The senior official’s statement comes just weeks after Forbes published a ranking of the 100 wealthiest civil servants in Russia. Regional deputies, governors and federal executive and legislative officials collectively earned 71 billion rubles ($1.1 billion) in 2018, Forbes Russia said earlier this month. The business magazine used the incomes that the officials and their families had declared in its calculations.
“I think you’ll agree with me that society shouldn’t discriminate against well-off people,” Matvienko told reporters Thursday.
Addressing the dominance of regional deputies in the Forbes ranking, Matvienko maintained that “it’s not a mass phenomenon, not a mass grab of legislative bodies by the rich.” “You’re exaggerating the scale of the issue and thus fostering hatred toward rich people,” she said.
Matvienko noted that the rich get elected to office because “voters see them as successful people. They hope that they will be able to make the country and the citizens rich.”
The highest earner in the latest ranking was Pavel Antov, a member of the legislative assembly in the Vladimir region east of Moscow, with a windfall of 9.97 billion rubles ($156.3 million) last year.

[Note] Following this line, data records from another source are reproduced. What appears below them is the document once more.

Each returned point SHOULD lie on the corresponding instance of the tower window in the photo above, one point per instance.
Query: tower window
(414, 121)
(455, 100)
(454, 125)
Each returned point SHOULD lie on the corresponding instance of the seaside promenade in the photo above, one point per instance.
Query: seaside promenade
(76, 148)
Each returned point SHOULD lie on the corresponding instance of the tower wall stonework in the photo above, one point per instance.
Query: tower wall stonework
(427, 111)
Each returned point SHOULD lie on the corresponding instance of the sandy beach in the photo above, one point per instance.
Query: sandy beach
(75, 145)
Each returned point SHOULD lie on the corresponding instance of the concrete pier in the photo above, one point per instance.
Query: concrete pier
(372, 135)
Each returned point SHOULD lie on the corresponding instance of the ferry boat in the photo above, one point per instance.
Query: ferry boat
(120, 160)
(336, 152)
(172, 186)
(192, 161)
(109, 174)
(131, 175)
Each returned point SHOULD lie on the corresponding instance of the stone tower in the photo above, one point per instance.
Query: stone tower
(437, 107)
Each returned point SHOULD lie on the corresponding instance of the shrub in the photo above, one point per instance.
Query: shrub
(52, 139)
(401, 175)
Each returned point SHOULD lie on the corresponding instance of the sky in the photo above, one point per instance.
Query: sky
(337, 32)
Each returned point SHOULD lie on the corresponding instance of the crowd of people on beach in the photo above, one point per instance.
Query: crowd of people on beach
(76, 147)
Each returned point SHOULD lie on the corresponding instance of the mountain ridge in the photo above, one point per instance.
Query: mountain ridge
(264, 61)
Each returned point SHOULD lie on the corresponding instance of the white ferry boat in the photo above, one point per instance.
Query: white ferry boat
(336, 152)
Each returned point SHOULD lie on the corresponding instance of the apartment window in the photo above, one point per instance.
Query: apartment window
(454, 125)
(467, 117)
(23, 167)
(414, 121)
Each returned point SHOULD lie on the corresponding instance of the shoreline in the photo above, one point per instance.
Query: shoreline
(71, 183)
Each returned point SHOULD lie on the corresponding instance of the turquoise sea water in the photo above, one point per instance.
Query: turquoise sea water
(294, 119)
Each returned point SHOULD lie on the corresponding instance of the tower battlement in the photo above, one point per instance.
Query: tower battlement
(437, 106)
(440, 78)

He is followed by the Chelyabinsk region assemblyman Konstantin Strukov with 4.46 billion rubles ($70.4 million) and the Belgorod region assemblyman Sergei Gusev with 2.84 billion rubles ($44.8 million).
Kremlin spokesman Dmitry Peskov placed 69th with a personal income of 12.8 million rubles ($202,000), which swells to 231.4 million rubles ($3.65 million) when including his family’s declarations. Two cabinet officials and one deputy prime minister placed in the top 100.
The richest governor — head of the Bryansk region, Alexander Bogomaz — placed only 10th in the Forbes “Power and Money” ranking.